New MLX Tools Visualize High-Dimensional Data
New visualization tools built on Apple's MLX framework are demonstrating high-performance dimensionality reduction on Apple Silicon. The tools can process and render 70,000 data points using algorithms like UMAP and t-SNE in under five seconds on an M3 Ultra, leveraging custom Metal shaders for a significant speedup in machine learning workflows.

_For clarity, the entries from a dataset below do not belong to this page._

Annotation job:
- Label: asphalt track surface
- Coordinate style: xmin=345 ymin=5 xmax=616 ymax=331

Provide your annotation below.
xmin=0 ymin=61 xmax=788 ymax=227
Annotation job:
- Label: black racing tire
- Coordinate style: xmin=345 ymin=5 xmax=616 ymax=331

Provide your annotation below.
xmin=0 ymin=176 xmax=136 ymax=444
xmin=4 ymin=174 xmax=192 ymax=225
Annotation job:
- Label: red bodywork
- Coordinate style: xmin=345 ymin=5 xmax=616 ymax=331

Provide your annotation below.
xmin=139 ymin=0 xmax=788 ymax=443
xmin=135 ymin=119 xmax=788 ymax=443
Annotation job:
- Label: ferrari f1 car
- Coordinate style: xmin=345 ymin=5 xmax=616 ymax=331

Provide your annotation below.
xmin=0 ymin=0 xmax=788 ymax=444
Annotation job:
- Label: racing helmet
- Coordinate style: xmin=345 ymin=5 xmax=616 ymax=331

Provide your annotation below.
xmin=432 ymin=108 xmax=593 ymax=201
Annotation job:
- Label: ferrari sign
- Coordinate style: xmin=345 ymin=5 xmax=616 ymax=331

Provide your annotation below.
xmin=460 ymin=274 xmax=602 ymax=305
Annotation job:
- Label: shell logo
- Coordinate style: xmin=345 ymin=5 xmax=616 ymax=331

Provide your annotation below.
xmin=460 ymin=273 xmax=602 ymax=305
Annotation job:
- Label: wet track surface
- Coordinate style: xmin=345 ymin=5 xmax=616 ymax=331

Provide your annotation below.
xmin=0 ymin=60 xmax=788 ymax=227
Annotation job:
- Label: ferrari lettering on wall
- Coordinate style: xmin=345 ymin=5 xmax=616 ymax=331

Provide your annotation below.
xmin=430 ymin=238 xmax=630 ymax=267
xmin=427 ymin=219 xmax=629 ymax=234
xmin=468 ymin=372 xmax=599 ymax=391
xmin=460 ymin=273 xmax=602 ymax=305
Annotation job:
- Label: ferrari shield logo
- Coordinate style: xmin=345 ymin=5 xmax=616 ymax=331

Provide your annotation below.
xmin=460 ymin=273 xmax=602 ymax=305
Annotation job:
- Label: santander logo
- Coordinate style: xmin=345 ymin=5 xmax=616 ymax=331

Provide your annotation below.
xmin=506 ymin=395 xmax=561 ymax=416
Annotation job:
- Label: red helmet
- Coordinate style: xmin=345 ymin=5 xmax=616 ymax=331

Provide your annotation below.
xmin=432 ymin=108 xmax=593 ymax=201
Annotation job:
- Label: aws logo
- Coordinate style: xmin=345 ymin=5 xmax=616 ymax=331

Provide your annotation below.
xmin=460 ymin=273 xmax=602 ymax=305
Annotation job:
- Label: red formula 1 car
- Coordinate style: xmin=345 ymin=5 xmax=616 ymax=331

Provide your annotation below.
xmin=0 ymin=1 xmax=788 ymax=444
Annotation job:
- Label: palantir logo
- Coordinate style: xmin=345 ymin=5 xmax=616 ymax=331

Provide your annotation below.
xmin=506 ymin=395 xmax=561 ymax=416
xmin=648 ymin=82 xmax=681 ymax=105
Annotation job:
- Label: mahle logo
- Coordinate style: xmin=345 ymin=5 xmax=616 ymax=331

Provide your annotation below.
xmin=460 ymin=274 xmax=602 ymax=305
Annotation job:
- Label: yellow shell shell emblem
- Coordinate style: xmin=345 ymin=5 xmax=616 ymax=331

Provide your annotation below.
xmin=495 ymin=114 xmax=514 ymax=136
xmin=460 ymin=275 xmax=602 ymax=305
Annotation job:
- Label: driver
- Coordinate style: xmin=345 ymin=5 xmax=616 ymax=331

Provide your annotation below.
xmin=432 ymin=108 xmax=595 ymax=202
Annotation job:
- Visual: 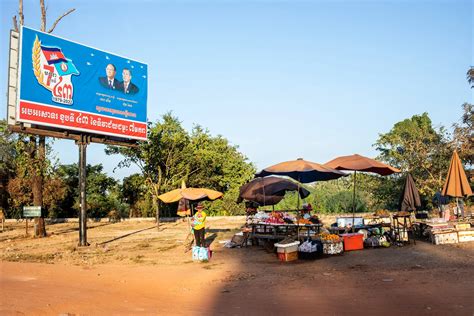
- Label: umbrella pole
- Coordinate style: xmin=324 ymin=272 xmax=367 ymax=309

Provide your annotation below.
xmin=352 ymin=170 xmax=357 ymax=232
xmin=296 ymin=176 xmax=300 ymax=212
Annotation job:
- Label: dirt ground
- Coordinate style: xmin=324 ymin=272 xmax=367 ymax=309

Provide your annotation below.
xmin=0 ymin=218 xmax=474 ymax=315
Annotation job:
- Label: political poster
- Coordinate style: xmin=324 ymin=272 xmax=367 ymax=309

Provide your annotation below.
xmin=16 ymin=27 xmax=148 ymax=140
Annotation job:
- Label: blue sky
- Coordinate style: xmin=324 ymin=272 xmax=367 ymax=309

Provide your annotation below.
xmin=0 ymin=0 xmax=474 ymax=179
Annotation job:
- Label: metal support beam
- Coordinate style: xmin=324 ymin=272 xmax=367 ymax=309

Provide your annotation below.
xmin=76 ymin=135 xmax=89 ymax=246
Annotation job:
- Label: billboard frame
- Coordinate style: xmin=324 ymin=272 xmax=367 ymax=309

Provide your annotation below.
xmin=7 ymin=26 xmax=148 ymax=147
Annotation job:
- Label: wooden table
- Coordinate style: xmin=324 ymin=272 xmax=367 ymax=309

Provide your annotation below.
xmin=250 ymin=223 xmax=323 ymax=241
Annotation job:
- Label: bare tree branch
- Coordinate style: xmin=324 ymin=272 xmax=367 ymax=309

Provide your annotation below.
xmin=40 ymin=0 xmax=46 ymax=32
xmin=13 ymin=15 xmax=18 ymax=32
xmin=48 ymin=9 xmax=76 ymax=33
xmin=18 ymin=0 xmax=25 ymax=25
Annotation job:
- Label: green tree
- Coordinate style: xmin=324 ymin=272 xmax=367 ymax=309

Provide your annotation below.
xmin=54 ymin=164 xmax=118 ymax=218
xmin=121 ymin=173 xmax=147 ymax=217
xmin=451 ymin=103 xmax=474 ymax=169
xmin=106 ymin=113 xmax=255 ymax=218
xmin=373 ymin=113 xmax=451 ymax=206
xmin=0 ymin=120 xmax=16 ymax=210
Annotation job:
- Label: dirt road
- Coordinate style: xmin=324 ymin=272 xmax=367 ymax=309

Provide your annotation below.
xmin=0 ymin=220 xmax=474 ymax=316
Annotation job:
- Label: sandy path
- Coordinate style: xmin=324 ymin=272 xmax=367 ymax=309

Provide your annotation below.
xmin=0 ymin=221 xmax=474 ymax=316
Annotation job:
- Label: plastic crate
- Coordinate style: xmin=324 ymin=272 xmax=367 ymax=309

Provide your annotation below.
xmin=298 ymin=251 xmax=323 ymax=260
xmin=275 ymin=241 xmax=300 ymax=253
xmin=277 ymin=251 xmax=298 ymax=262
xmin=341 ymin=233 xmax=364 ymax=251
xmin=323 ymin=241 xmax=344 ymax=255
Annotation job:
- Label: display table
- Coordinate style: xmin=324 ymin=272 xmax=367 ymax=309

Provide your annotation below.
xmin=393 ymin=214 xmax=416 ymax=245
xmin=249 ymin=223 xmax=323 ymax=241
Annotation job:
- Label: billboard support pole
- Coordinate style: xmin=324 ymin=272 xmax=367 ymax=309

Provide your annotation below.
xmin=76 ymin=134 xmax=89 ymax=246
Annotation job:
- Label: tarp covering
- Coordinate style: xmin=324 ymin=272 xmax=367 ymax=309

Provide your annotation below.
xmin=256 ymin=158 xmax=346 ymax=183
xmin=324 ymin=154 xmax=400 ymax=176
xmin=237 ymin=176 xmax=310 ymax=206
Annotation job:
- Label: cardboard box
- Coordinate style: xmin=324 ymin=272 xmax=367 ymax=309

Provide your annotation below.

The new toolkit, `mlx-vis`, goes beyond just UMAP and t-SNE, implementing a total of six dimensionality reduction methods and a k-nearest neighbor algorithm entirely in MLX. This includes other modern techniques like PaCMAP, TriMap, DREAMS, and CNE, providing a comprehensive suite for high-dimensional data analysis on Apple Silicon. A key advantage of Apple's MLX framework is its unified memory model. Unlike traditional setups that require explicit data transfers between CPU and GPU memory, MLX allows both processors to access the same memory pool. This eliminates a significant bottleneck, allowing for seamless, efficient computation where all matrix operations and gradient updates run directly on the Metal GPU. On the Fashion-MNIST dataset, which contains 70,000 images, `mlx-vis` can complete the embedding process in 2.1 to 3.8 seconds on an M3 Ultra. The library also features a GPU-accelerated renderer that can generate an 800-frame animation of the visualization in just 1.4 seconds, taking the entire pipeline from raw data to video in under 5.2 seconds. This performance represents a substantial leap over traditional CPU-based libraries. For UMAP, benchmarks show `mlx-vis` can be 30 to 46 times faster than the popular `umap-learn` library. The new toolkit achieves this speed by reimplementing the algorithms in pure MLX and NumPy, removing dependencies on Scipy, Scikit-learn, and Numba. The library is open-source under an Apache 2.0 license and available for installation via pip.